Seasonal species overlap
  |  First Published: September 2009

The fishing has been really funny, with Summer and Winter species combining to make for some red-hot fishing.

The snapper have started a little earlier so as you read this they should be in full swing. They move in for their spawning run at this time of year so it’s a great idea to let a few go if you can see they’re fat and full of roe.

The close gravel patches and reefs have had some nice table fish of around 2kg to 4kg, with a few bigger females as well.

Pilchards have been the best baits with reports of pest fish such as sergeant bakers and rock cod biting first, creating a trail for the snapper to move in on.

Pilchards are great for this because the small fish chew at them and the berley sends a message across the sea floor.

In no time, better fish such as squire and the bigger snapper turn up.

When you have them on the bite, soft plastics and chrome jigs will also snag a few.

So it’s wise to add a few chopped pilchards to the berley trail you set out from the boat always.

Whiting haven’t left this year on this part of the coast.

Geoff Allen from Tackle Power and a lot of other anglers have been getting pretty solid whiting with baits of prawns and worms their downfall.

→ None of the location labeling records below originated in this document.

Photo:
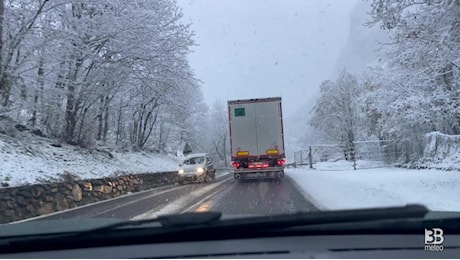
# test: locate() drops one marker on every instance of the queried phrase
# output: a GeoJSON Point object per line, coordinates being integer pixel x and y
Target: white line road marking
{"type": "Point", "coordinates": [179, 204]}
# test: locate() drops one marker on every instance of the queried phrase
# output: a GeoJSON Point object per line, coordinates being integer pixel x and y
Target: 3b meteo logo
{"type": "Point", "coordinates": [434, 238]}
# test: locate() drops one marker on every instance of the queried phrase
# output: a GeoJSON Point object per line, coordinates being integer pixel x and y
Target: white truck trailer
{"type": "Point", "coordinates": [257, 138]}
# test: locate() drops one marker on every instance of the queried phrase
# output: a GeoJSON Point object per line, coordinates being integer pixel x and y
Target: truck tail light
{"type": "Point", "coordinates": [258, 165]}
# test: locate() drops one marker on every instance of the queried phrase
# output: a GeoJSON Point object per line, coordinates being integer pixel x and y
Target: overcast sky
{"type": "Point", "coordinates": [263, 48]}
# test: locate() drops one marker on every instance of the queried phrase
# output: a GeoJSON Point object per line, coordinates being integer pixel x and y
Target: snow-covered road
{"type": "Point", "coordinates": [377, 187]}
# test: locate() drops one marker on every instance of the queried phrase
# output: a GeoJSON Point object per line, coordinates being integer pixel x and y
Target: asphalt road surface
{"type": "Point", "coordinates": [225, 194]}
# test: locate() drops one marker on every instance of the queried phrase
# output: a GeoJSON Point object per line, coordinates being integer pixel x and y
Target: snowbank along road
{"type": "Point", "coordinates": [224, 194]}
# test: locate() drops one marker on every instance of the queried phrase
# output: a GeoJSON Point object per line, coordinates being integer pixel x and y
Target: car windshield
{"type": "Point", "coordinates": [196, 160]}
{"type": "Point", "coordinates": [280, 106]}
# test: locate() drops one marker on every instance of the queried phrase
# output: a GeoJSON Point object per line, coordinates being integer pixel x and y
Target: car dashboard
{"type": "Point", "coordinates": [316, 246]}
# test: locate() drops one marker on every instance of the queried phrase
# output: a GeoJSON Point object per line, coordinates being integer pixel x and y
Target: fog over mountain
{"type": "Point", "coordinates": [359, 52]}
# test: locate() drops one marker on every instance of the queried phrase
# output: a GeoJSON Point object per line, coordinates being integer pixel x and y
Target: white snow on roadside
{"type": "Point", "coordinates": [378, 187]}
{"type": "Point", "coordinates": [36, 160]}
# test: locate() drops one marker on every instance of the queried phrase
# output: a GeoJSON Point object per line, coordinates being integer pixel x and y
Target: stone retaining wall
{"type": "Point", "coordinates": [23, 202]}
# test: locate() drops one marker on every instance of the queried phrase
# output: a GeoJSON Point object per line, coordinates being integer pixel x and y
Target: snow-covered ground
{"type": "Point", "coordinates": [29, 159]}
{"type": "Point", "coordinates": [333, 186]}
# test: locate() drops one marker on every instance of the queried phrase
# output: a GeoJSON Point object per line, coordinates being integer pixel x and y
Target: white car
{"type": "Point", "coordinates": [196, 168]}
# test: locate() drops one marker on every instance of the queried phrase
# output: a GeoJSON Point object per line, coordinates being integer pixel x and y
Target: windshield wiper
{"type": "Point", "coordinates": [207, 225]}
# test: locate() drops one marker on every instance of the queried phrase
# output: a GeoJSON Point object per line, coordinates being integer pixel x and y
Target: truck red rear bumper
{"type": "Point", "coordinates": [273, 173]}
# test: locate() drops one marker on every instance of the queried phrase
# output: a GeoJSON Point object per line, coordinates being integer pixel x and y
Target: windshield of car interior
{"type": "Point", "coordinates": [299, 105]}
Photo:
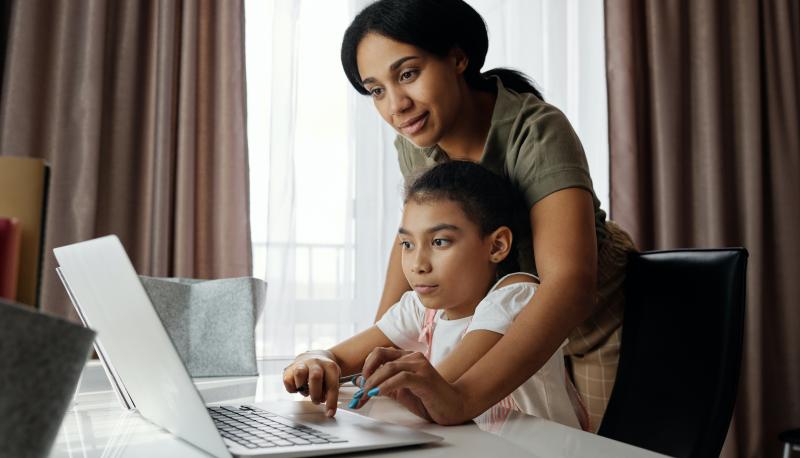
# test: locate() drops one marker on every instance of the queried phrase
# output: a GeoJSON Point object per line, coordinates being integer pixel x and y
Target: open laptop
{"type": "Point", "coordinates": [107, 292]}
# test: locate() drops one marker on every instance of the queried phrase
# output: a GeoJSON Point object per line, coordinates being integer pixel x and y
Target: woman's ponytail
{"type": "Point", "coordinates": [514, 80]}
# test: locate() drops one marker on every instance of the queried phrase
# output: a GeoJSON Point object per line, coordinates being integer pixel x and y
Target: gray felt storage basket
{"type": "Point", "coordinates": [211, 322]}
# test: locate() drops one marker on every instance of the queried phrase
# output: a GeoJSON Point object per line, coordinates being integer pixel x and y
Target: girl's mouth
{"type": "Point", "coordinates": [425, 289]}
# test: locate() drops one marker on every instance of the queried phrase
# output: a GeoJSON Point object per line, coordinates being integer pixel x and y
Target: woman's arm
{"type": "Point", "coordinates": [396, 283]}
{"type": "Point", "coordinates": [566, 258]}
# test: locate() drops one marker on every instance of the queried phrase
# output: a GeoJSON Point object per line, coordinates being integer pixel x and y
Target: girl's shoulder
{"type": "Point", "coordinates": [515, 278]}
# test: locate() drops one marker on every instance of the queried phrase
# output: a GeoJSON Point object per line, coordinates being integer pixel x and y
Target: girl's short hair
{"type": "Point", "coordinates": [488, 200]}
{"type": "Point", "coordinates": [437, 26]}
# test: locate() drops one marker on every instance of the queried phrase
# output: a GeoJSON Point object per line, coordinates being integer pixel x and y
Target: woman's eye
{"type": "Point", "coordinates": [408, 74]}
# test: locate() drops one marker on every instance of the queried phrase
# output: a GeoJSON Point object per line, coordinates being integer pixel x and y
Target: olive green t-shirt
{"type": "Point", "coordinates": [533, 145]}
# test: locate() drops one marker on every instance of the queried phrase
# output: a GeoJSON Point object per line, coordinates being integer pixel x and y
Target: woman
{"type": "Point", "coordinates": [420, 61]}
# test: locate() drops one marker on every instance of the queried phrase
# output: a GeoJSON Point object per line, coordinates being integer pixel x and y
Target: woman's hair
{"type": "Point", "coordinates": [487, 199]}
{"type": "Point", "coordinates": [436, 26]}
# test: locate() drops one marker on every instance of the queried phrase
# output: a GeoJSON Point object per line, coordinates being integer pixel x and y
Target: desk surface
{"type": "Point", "coordinates": [96, 426]}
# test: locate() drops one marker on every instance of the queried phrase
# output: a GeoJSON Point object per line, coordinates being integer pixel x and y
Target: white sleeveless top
{"type": "Point", "coordinates": [544, 395]}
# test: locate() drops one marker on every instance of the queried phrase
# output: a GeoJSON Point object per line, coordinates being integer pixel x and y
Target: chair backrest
{"type": "Point", "coordinates": [681, 351]}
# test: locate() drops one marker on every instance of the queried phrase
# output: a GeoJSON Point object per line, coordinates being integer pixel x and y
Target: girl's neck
{"type": "Point", "coordinates": [467, 139]}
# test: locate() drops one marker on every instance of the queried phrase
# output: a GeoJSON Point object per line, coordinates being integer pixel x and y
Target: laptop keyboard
{"type": "Point", "coordinates": [255, 428]}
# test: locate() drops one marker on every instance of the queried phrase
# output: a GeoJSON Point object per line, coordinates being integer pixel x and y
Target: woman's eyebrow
{"type": "Point", "coordinates": [392, 67]}
{"type": "Point", "coordinates": [437, 228]}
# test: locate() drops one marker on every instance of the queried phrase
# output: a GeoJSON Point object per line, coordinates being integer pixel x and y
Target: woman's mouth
{"type": "Point", "coordinates": [425, 289]}
{"type": "Point", "coordinates": [414, 125]}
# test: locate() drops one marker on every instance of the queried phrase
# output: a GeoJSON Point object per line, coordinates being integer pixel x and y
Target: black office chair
{"type": "Point", "coordinates": [681, 351]}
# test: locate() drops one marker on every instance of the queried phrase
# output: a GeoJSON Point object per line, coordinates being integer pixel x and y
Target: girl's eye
{"type": "Point", "coordinates": [408, 74]}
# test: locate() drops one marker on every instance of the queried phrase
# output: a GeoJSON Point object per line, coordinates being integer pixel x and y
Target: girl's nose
{"type": "Point", "coordinates": [399, 102]}
{"type": "Point", "coordinates": [421, 263]}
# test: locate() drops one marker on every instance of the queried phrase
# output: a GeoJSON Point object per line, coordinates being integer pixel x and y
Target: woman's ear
{"type": "Point", "coordinates": [500, 242]}
{"type": "Point", "coordinates": [460, 59]}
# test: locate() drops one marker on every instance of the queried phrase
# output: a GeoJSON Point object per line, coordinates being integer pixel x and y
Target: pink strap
{"type": "Point", "coordinates": [577, 403]}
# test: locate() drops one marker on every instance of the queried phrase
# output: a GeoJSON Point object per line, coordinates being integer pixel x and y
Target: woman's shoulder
{"type": "Point", "coordinates": [526, 112]}
{"type": "Point", "coordinates": [412, 158]}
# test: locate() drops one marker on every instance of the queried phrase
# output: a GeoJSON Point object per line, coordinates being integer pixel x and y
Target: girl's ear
{"type": "Point", "coordinates": [460, 59]}
{"type": "Point", "coordinates": [500, 240]}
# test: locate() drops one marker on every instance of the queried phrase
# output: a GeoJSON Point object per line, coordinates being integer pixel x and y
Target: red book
{"type": "Point", "coordinates": [10, 243]}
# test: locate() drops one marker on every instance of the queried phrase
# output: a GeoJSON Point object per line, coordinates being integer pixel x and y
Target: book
{"type": "Point", "coordinates": [10, 243]}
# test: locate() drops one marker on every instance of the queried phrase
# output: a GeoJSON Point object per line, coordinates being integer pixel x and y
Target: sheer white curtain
{"type": "Point", "coordinates": [325, 185]}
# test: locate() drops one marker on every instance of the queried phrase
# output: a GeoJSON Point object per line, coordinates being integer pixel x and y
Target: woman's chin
{"type": "Point", "coordinates": [421, 141]}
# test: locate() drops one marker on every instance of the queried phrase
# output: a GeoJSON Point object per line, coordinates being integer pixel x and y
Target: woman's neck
{"type": "Point", "coordinates": [467, 139]}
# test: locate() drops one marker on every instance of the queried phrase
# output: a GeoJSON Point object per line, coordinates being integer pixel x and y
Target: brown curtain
{"type": "Point", "coordinates": [705, 152]}
{"type": "Point", "coordinates": [139, 107]}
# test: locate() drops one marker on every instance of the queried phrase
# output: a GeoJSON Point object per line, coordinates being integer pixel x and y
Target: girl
{"type": "Point", "coordinates": [420, 62]}
{"type": "Point", "coordinates": [456, 241]}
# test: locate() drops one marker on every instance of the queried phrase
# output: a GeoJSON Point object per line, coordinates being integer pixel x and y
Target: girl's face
{"type": "Point", "coordinates": [444, 257]}
{"type": "Point", "coordinates": [417, 93]}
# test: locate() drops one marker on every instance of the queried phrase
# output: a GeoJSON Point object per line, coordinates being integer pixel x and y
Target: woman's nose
{"type": "Point", "coordinates": [399, 102]}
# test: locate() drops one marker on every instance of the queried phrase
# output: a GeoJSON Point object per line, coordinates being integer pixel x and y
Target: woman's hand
{"type": "Point", "coordinates": [314, 374]}
{"type": "Point", "coordinates": [410, 379]}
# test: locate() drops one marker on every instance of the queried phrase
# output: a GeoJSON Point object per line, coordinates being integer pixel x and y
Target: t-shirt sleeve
{"type": "Point", "coordinates": [402, 323]}
{"type": "Point", "coordinates": [499, 308]}
{"type": "Point", "coordinates": [549, 156]}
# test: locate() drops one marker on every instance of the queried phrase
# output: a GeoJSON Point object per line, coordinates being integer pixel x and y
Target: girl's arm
{"type": "Point", "coordinates": [396, 283]}
{"type": "Point", "coordinates": [316, 373]}
{"type": "Point", "coordinates": [566, 259]}
{"type": "Point", "coordinates": [474, 345]}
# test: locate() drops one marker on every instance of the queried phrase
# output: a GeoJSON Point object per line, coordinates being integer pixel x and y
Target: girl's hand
{"type": "Point", "coordinates": [410, 379]}
{"type": "Point", "coordinates": [314, 374]}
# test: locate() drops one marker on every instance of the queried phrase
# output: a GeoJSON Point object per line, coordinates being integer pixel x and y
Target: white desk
{"type": "Point", "coordinates": [96, 426]}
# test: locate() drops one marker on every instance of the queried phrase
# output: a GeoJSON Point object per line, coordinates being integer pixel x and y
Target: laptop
{"type": "Point", "coordinates": [140, 356]}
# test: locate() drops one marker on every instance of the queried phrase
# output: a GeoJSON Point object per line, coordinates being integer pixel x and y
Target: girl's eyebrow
{"type": "Point", "coordinates": [392, 67]}
{"type": "Point", "coordinates": [437, 228]}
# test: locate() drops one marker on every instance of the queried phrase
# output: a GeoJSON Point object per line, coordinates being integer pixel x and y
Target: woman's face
{"type": "Point", "coordinates": [444, 257]}
{"type": "Point", "coordinates": [419, 94]}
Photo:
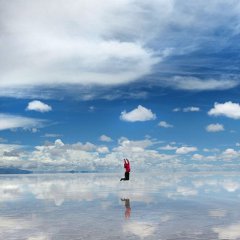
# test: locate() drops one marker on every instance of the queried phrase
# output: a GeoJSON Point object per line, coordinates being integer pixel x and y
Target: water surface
{"type": "Point", "coordinates": [99, 206]}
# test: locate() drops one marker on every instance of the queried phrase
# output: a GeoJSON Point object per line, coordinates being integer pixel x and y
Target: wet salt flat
{"type": "Point", "coordinates": [99, 206]}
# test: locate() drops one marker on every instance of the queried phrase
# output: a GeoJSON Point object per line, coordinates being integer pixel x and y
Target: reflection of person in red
{"type": "Point", "coordinates": [127, 206]}
{"type": "Point", "coordinates": [127, 170]}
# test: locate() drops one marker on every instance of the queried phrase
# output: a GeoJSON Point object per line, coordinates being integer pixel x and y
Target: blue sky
{"type": "Point", "coordinates": [86, 83]}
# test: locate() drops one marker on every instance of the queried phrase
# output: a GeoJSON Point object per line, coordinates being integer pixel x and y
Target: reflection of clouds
{"type": "Point", "coordinates": [186, 191]}
{"type": "Point", "coordinates": [89, 187]}
{"type": "Point", "coordinates": [20, 228]}
{"type": "Point", "coordinates": [40, 237]}
{"type": "Point", "coordinates": [140, 229]}
{"type": "Point", "coordinates": [228, 232]}
{"type": "Point", "coordinates": [217, 213]}
{"type": "Point", "coordinates": [230, 186]}
{"type": "Point", "coordinates": [166, 218]}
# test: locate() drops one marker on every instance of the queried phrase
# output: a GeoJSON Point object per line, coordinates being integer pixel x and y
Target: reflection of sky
{"type": "Point", "coordinates": [90, 206]}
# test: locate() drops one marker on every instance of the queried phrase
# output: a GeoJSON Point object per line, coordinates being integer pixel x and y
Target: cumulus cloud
{"type": "Point", "coordinates": [8, 121]}
{"type": "Point", "coordinates": [215, 127]}
{"type": "Point", "coordinates": [187, 109]}
{"type": "Point", "coordinates": [227, 109]}
{"type": "Point", "coordinates": [38, 106]}
{"type": "Point", "coordinates": [191, 109]}
{"type": "Point", "coordinates": [105, 138]}
{"type": "Point", "coordinates": [165, 124]}
{"type": "Point", "coordinates": [231, 232]}
{"type": "Point", "coordinates": [73, 43]}
{"type": "Point", "coordinates": [230, 153]}
{"type": "Point", "coordinates": [196, 84]}
{"type": "Point", "coordinates": [51, 135]}
{"type": "Point", "coordinates": [140, 114]}
{"type": "Point", "coordinates": [168, 147]}
{"type": "Point", "coordinates": [87, 42]}
{"type": "Point", "coordinates": [139, 229]}
{"type": "Point", "coordinates": [197, 157]}
{"type": "Point", "coordinates": [185, 150]}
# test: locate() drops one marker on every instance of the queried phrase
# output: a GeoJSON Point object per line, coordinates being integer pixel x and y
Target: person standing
{"type": "Point", "coordinates": [127, 170]}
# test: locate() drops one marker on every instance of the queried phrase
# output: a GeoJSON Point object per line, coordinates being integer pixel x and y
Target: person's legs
{"type": "Point", "coordinates": [126, 177]}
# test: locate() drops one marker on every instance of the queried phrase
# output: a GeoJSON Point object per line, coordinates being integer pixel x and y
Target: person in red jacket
{"type": "Point", "coordinates": [127, 170]}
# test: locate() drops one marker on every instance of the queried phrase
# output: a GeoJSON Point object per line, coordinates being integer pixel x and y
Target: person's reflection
{"type": "Point", "coordinates": [127, 207]}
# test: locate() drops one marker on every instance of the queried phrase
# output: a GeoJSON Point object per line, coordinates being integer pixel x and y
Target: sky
{"type": "Point", "coordinates": [84, 84]}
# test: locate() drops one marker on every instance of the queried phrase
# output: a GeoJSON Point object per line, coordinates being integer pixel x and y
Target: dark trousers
{"type": "Point", "coordinates": [127, 174]}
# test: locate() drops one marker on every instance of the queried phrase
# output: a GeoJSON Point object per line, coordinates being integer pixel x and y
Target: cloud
{"type": "Point", "coordinates": [140, 114]}
{"type": "Point", "coordinates": [38, 106]}
{"type": "Point", "coordinates": [215, 127]}
{"type": "Point", "coordinates": [165, 124]}
{"type": "Point", "coordinates": [8, 121]}
{"type": "Point", "coordinates": [168, 147]}
{"type": "Point", "coordinates": [51, 135]}
{"type": "Point", "coordinates": [176, 109]}
{"type": "Point", "coordinates": [197, 157]}
{"type": "Point", "coordinates": [231, 232]}
{"type": "Point", "coordinates": [196, 84]}
{"type": "Point", "coordinates": [105, 138]}
{"type": "Point", "coordinates": [185, 150]}
{"type": "Point", "coordinates": [74, 44]}
{"type": "Point", "coordinates": [191, 109]}
{"type": "Point", "coordinates": [187, 109]}
{"type": "Point", "coordinates": [227, 109]}
{"type": "Point", "coordinates": [230, 153]}
{"type": "Point", "coordinates": [87, 43]}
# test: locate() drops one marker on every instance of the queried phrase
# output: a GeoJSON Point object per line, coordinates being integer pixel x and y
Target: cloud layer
{"type": "Point", "coordinates": [108, 43]}
{"type": "Point", "coordinates": [8, 121]}
{"type": "Point", "coordinates": [140, 114]}
{"type": "Point", "coordinates": [38, 106]}
{"type": "Point", "coordinates": [227, 109]}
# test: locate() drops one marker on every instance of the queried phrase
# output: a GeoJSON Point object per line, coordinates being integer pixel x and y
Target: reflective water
{"type": "Point", "coordinates": [99, 206]}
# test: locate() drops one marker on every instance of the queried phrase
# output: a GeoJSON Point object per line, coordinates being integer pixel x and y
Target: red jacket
{"type": "Point", "coordinates": [127, 165]}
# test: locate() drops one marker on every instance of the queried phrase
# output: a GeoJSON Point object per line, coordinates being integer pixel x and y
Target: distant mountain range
{"type": "Point", "coordinates": [13, 171]}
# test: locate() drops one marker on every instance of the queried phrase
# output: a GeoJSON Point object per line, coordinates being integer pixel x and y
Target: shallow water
{"type": "Point", "coordinates": [99, 206]}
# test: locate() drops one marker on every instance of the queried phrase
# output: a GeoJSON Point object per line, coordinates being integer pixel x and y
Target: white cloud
{"type": "Point", "coordinates": [79, 42]}
{"type": "Point", "coordinates": [87, 42]}
{"type": "Point", "coordinates": [140, 229]}
{"type": "Point", "coordinates": [187, 109]}
{"type": "Point", "coordinates": [230, 153]}
{"type": "Point", "coordinates": [138, 114]}
{"type": "Point", "coordinates": [227, 109]}
{"type": "Point", "coordinates": [197, 157]}
{"type": "Point", "coordinates": [215, 127]}
{"type": "Point", "coordinates": [38, 106]}
{"type": "Point", "coordinates": [105, 138]}
{"type": "Point", "coordinates": [165, 124]}
{"type": "Point", "coordinates": [168, 147]}
{"type": "Point", "coordinates": [191, 109]}
{"type": "Point", "coordinates": [196, 84]}
{"type": "Point", "coordinates": [231, 232]}
{"type": "Point", "coordinates": [8, 121]}
{"type": "Point", "coordinates": [185, 150]}
{"type": "Point", "coordinates": [51, 135]}
{"type": "Point", "coordinates": [217, 213]}
{"type": "Point", "coordinates": [103, 149]}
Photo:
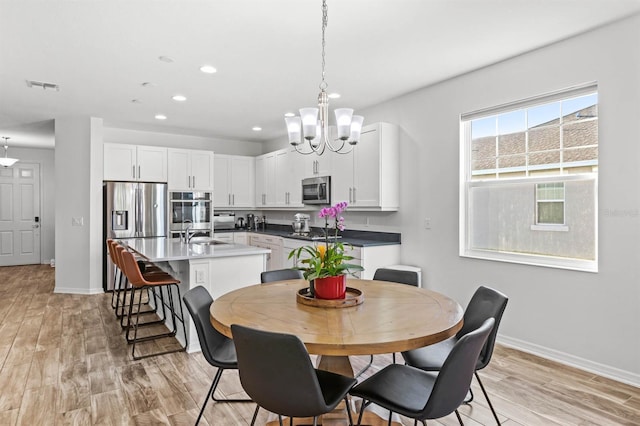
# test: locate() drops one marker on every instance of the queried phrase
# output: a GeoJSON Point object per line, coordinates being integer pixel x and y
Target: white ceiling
{"type": "Point", "coordinates": [267, 54]}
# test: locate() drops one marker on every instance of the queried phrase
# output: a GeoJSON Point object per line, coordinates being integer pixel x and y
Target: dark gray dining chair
{"type": "Point", "coordinates": [423, 395]}
{"type": "Point", "coordinates": [218, 349]}
{"type": "Point", "coordinates": [485, 303]}
{"type": "Point", "coordinates": [277, 373]}
{"type": "Point", "coordinates": [280, 275]}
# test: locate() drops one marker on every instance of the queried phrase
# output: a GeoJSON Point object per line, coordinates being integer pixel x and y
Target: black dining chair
{"type": "Point", "coordinates": [267, 359]}
{"type": "Point", "coordinates": [218, 349]}
{"type": "Point", "coordinates": [280, 275]}
{"type": "Point", "coordinates": [485, 303]}
{"type": "Point", "coordinates": [423, 395]}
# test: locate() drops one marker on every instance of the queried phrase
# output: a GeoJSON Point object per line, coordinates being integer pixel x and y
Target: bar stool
{"type": "Point", "coordinates": [140, 282]}
{"type": "Point", "coordinates": [122, 292]}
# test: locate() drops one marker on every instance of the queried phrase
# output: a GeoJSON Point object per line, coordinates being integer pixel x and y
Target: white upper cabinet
{"type": "Point", "coordinates": [369, 176]}
{"type": "Point", "coordinates": [190, 170]}
{"type": "Point", "coordinates": [135, 163]}
{"type": "Point", "coordinates": [234, 181]}
{"type": "Point", "coordinates": [317, 165]}
{"type": "Point", "coordinates": [265, 180]}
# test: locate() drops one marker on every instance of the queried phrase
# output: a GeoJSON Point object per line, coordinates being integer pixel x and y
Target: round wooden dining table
{"type": "Point", "coordinates": [392, 318]}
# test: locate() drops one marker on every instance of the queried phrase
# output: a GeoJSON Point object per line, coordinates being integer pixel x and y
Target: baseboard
{"type": "Point", "coordinates": [75, 290]}
{"type": "Point", "coordinates": [613, 373]}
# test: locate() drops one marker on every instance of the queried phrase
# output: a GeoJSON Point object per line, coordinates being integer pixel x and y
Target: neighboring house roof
{"type": "Point", "coordinates": [579, 140]}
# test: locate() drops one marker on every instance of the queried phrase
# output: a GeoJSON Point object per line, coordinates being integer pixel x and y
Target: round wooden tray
{"type": "Point", "coordinates": [353, 297]}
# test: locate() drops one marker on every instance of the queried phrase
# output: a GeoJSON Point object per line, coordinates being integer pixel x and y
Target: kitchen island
{"type": "Point", "coordinates": [219, 267]}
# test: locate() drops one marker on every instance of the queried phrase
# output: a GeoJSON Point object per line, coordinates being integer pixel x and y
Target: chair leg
{"type": "Point", "coordinates": [216, 380]}
{"type": "Point", "coordinates": [495, 416]}
{"type": "Point", "coordinates": [255, 415]}
{"type": "Point", "coordinates": [362, 407]}
{"type": "Point", "coordinates": [347, 404]}
{"type": "Point", "coordinates": [206, 400]}
{"type": "Point", "coordinates": [366, 367]}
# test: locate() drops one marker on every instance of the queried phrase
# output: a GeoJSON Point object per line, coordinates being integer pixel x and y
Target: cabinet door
{"type": "Point", "coordinates": [120, 162]}
{"type": "Point", "coordinates": [281, 178]}
{"type": "Point", "coordinates": [221, 172]}
{"type": "Point", "coordinates": [260, 180]}
{"type": "Point", "coordinates": [178, 169]}
{"type": "Point", "coordinates": [296, 166]}
{"type": "Point", "coordinates": [202, 170]}
{"type": "Point", "coordinates": [342, 178]}
{"type": "Point", "coordinates": [367, 167]}
{"type": "Point", "coordinates": [242, 181]}
{"type": "Point", "coordinates": [152, 164]}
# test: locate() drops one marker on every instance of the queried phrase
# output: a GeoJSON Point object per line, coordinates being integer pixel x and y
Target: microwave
{"type": "Point", "coordinates": [316, 190]}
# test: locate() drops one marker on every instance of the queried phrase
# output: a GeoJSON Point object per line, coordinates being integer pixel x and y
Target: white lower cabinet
{"type": "Point", "coordinates": [274, 259]}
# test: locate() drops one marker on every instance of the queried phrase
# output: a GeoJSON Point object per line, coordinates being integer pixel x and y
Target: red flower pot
{"type": "Point", "coordinates": [330, 287]}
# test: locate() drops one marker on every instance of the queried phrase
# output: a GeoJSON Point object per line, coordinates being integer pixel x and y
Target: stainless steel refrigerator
{"type": "Point", "coordinates": [132, 210]}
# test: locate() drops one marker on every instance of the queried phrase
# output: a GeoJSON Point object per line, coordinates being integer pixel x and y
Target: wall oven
{"type": "Point", "coordinates": [316, 190]}
{"type": "Point", "coordinates": [190, 209]}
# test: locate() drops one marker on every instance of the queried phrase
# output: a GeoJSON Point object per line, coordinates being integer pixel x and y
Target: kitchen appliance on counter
{"type": "Point", "coordinates": [191, 209]}
{"type": "Point", "coordinates": [300, 223]}
{"type": "Point", "coordinates": [132, 210]}
{"type": "Point", "coordinates": [224, 220]}
{"type": "Point", "coordinates": [316, 190]}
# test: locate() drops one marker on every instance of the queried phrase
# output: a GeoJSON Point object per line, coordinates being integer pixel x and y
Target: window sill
{"type": "Point", "coordinates": [553, 228]}
{"type": "Point", "coordinates": [582, 265]}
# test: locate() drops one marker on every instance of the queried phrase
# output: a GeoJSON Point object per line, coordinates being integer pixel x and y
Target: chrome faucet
{"type": "Point", "coordinates": [185, 232]}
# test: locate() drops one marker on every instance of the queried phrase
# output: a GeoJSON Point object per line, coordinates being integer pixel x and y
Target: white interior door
{"type": "Point", "coordinates": [19, 208]}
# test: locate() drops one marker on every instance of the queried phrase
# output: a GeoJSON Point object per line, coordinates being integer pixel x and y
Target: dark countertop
{"type": "Point", "coordinates": [353, 237]}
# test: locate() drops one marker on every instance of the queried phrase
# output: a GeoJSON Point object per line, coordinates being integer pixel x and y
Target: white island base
{"type": "Point", "coordinates": [220, 269]}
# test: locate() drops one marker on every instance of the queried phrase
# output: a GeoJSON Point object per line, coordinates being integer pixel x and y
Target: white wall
{"type": "Point", "coordinates": [219, 146]}
{"type": "Point", "coordinates": [43, 157]}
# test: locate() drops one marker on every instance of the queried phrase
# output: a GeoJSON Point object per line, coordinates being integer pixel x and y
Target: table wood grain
{"type": "Point", "coordinates": [393, 318]}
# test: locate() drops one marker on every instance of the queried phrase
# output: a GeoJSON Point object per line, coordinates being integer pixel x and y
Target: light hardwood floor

In Stockton Bight, it isn’t hard to see that the salmon are around. Dipping and diving birds are the telltale signs: Troll or cast lures to the outside of the schools and you shouldn’t miss.

There are huge patches in some areas and they’re great sport. Don’t forget that more edible tailor travel with them, so a deep run after a hook-up could let you know you have one instead of a surface-leaping salmon.

Try the Dumping Ground and just out from Big Ben Reef. Start by trolling where you see a few birds, then head out to the reefs and see if the fish are schooling above the harder ground. If so, change to bait and hang on.

As I said, we are experiencing an intermingling of Winter and Summer fish and those bait fishing North Reef for bream and morwong have also been catching silver trevally more common in colder water.

With healthy numbers of all these fish, this is one of the best times to get out and have a go.


I know a lot of anglers aren’t too happy about losing the whole southern section of Kooragang Island to more shipping facilities. The sand flats were a great place to flick lures, drift dillies and drop witches’ hats for blue swimmer crabs, especially in Summer.

The whole area has been fenced off, from the wind turbine to the roundabout onto Stockton bridge, and security guards are posted along its length at times.

Anglers, especially land-based fishers around Newcastle, are losing a lot of fishable water.

In the pipeline is a plan to build a huge resort-style wining and dining restaurant out on Nobbys Head. I am sure if this goes ahead it will be a loss to fishermen also, with strict entry policies and the tourists not wanting fishermen near where they’re eating.

I have seen the plan and will keep you posted on this one.

The beaches have been fishing quite well and should be going great guns as you read this. Bream, tailor, a smattering of whiting and a few nice flathead have been reported.

Stockton Beach is by far the best. I haven’t heard of many jewfish but I’m sure this will change as the warmer water hits this area closer to Christmas.

And don’t forget that the freshwater scene starts to hot up now and the upper reaches of the rivers have bass and perch to target.

Because we have had such little rain lately, you can expect the flathead to be high up in the systems along with bream and tailor. All these species travel quite far inland if the salinity levels are high.

A lot of really large bream and flathead lurk try around Hexham, the southernmost channels, casting to all structure. There are plenty of small bridges and walls that criss-cross this area.